In 2016, Melissa founded 1863 Ventures with a clear goal in mind: helping New Majority entrepreneurs – individuals that have been historically marginalized and disinvested – grow their businesses through rigorous programming, consistent coaching, personal and professional mentoring, and access to capital. The 1863 Ventures team is comprised of serial entrepreneurs and investors. Collectively they represent over 60+ years of business and entrepreneurial experience. Their prior careers experiences include PayPal, Google, IBM, World Bank Group, DC DSLBD, Georgetown University, U.S. Treasury Department, and the White House, to name a few. In addition, 1863 Venture’s board of directors comprises professional executives representing Capital One, The Economic Club, Optum, and formerly Google.

Over the past four years, 1863 Ventures has been able to work with over 2,500 early-stage and growth-stage founders through their formal programs across a multitude of sectors and industries. Through its community of entrepreneurs, coaches, and investors that work collaboratively to create jobs for the new majority, 1863 Venture’s entrepreneur membership now represents nearly $300 million in revenues and several thousand jobs.

In 2020, although COVID-19 adversely impacted the entire world, people of color were disproportionately affected. Due to the systemic and institutional racism that persists in our country, Black and Brown entrepreneurs suffered as communities of color received less access to health services support, and businesses received less access to government-backed financial support.

, Founder Of 1863 Ventures, Melissa Bradley, Is Helping Entrepreneurs Build Black-Owned Businesses, The Nzuchi News Forbes

In the wake of this deadly phenomenon, 1863 Ventures launched the 3Rs program – Recover, Rebuild, Resilience – in partnership with Capital One and the Rockefeller Foundation to help stabilize Black businesses through leveraged capital, tactical content, and structured coaching.
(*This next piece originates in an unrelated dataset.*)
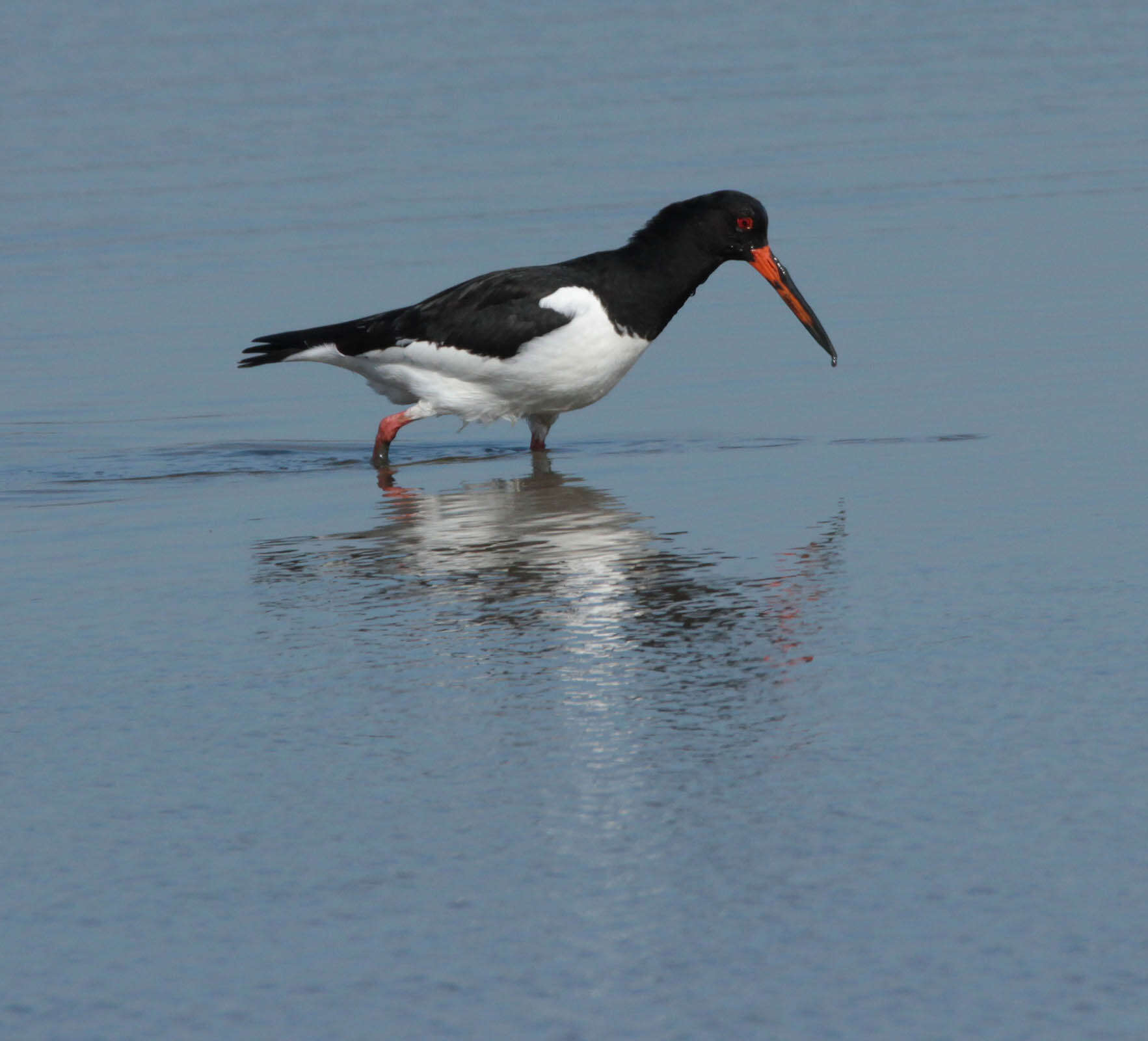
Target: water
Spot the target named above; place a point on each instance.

Our goal is to administer $850,000 in grant funding and foster a pipeline of 1,200 Black entrepreneurs across 14 cities through our program.

Through 3Rs, 1863 Ventures has expanded its support to business owners beyond its traditional accelerator programs and created a robust process to help businesses impacted by COVID-19 and racial unrest to recover, rebuild and become resilient. “We are helping businesses recover through curated training; rebuild with 1-1 coaching and access to a community, and become resilient through capital and participation in our existing accelerator programs,” Melissa exclaims.
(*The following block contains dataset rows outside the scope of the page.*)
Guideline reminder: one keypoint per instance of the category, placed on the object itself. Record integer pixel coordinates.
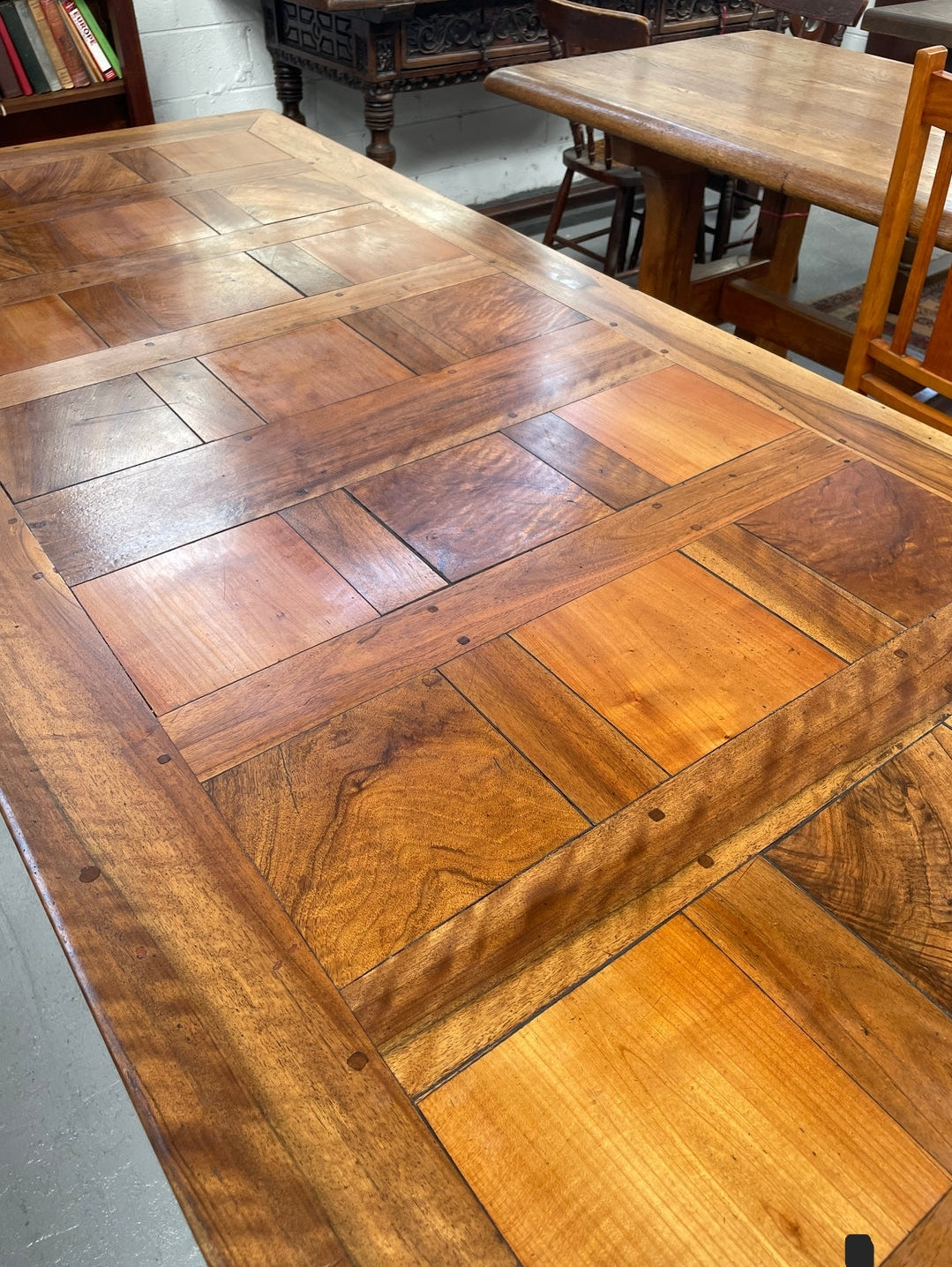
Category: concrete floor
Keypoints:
(79, 1182)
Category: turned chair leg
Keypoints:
(618, 231)
(558, 209)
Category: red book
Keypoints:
(64, 42)
(15, 60)
(9, 84)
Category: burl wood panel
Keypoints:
(507, 615)
(40, 331)
(380, 824)
(470, 507)
(675, 424)
(78, 435)
(131, 227)
(667, 1113)
(380, 250)
(881, 860)
(884, 1031)
(200, 616)
(676, 659)
(375, 563)
(873, 534)
(349, 366)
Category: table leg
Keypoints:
(289, 89)
(673, 206)
(378, 116)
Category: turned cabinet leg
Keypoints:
(378, 116)
(290, 89)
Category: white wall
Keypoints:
(209, 57)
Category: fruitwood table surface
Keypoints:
(925, 22)
(812, 124)
(478, 732)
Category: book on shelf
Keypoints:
(32, 31)
(14, 57)
(69, 52)
(46, 34)
(89, 46)
(11, 18)
(101, 38)
(52, 44)
(9, 84)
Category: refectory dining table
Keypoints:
(478, 732)
(812, 124)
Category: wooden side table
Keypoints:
(402, 46)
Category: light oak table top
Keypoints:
(813, 124)
(479, 734)
(925, 22)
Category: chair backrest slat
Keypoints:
(929, 103)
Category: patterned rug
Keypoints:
(846, 307)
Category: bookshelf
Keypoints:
(101, 108)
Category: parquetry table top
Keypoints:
(479, 734)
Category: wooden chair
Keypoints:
(819, 20)
(880, 365)
(573, 29)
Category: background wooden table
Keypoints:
(813, 124)
(478, 732)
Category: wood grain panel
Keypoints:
(112, 314)
(218, 154)
(202, 400)
(214, 336)
(894, 540)
(676, 659)
(375, 563)
(492, 313)
(369, 251)
(101, 528)
(469, 507)
(598, 469)
(274, 375)
(43, 244)
(833, 618)
(206, 290)
(42, 331)
(79, 435)
(298, 269)
(926, 1244)
(598, 886)
(215, 211)
(586, 758)
(273, 706)
(194, 619)
(83, 174)
(676, 424)
(289, 197)
(667, 1112)
(383, 822)
(406, 341)
(131, 227)
(278, 1148)
(147, 163)
(888, 1037)
(13, 264)
(881, 860)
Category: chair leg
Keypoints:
(620, 229)
(636, 247)
(725, 213)
(558, 208)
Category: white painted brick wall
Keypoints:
(209, 57)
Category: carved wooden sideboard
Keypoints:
(402, 46)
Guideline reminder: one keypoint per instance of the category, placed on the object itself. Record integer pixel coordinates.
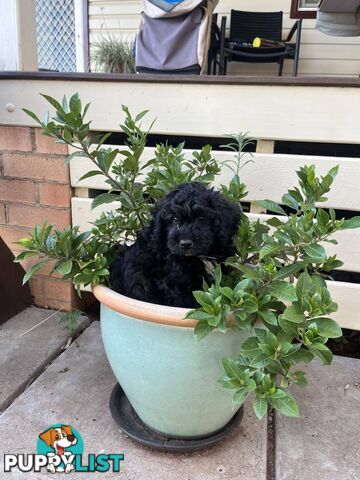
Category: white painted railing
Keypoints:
(280, 110)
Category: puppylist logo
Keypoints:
(60, 448)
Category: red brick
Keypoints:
(11, 235)
(15, 138)
(27, 216)
(57, 289)
(2, 214)
(46, 144)
(54, 194)
(35, 166)
(17, 190)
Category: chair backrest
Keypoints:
(248, 25)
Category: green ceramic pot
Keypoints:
(170, 380)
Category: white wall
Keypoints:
(320, 54)
(17, 35)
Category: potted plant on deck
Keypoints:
(266, 311)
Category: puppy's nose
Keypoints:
(186, 244)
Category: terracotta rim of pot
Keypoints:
(150, 312)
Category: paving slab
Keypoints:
(75, 390)
(325, 443)
(23, 357)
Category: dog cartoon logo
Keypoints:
(60, 442)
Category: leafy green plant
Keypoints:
(113, 55)
(274, 287)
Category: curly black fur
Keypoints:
(166, 263)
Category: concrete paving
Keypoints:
(325, 443)
(23, 357)
(75, 390)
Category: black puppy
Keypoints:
(191, 226)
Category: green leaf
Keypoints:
(315, 252)
(202, 329)
(64, 267)
(260, 406)
(203, 298)
(140, 115)
(32, 270)
(283, 291)
(103, 198)
(268, 316)
(289, 270)
(24, 255)
(250, 347)
(353, 222)
(240, 396)
(299, 378)
(327, 327)
(231, 368)
(302, 355)
(284, 403)
(89, 174)
(197, 315)
(304, 285)
(272, 206)
(75, 104)
(294, 314)
(68, 158)
(322, 352)
(269, 250)
(32, 115)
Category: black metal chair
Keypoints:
(244, 27)
(214, 48)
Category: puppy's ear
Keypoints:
(157, 230)
(48, 437)
(228, 218)
(67, 429)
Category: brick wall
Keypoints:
(34, 187)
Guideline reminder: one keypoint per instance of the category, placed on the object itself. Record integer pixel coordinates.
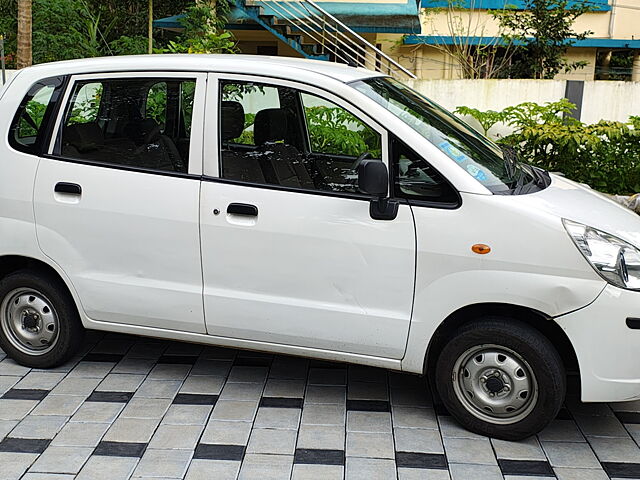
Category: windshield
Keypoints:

Although Melissa Bradley and 1863 Ventures have made a fundamental difference in the lives of Black and Brown business owners, the work doesn’t end here. Melissa’s goal for the future of 1863 Ventures is clear. “In 5 years, our organization will be the number one leveraged business accelerator for government agencies, financial institutions, and universities to partner with to help elevate and empower new majority founders,” she says. In addition, Bradley plans to make their programs available in every geographic region Black and Brown entrepreneurs reside and be the go-to model for business development programming for new majority entrepreneurs.

Her advice to business owners of color:

Find a community.

“Being an entrepreneur is a team sport, she says, “you need to be surrounded by people who can be supportive and hold you accountable for your business growth.”

Money is a means to an end.

An entrepreneur should not focus on the money but on the resources needed to build and scale a business. Unfortunately, business owners too often seek dollars but then do not have the appropriate plan to execute.

You are in control of your destiny.

“Do not allow other folks to dictate your potential,” Bradley advises. Instead, entrepreneurs of color must be resilient and relentless because the journey won’t be easy.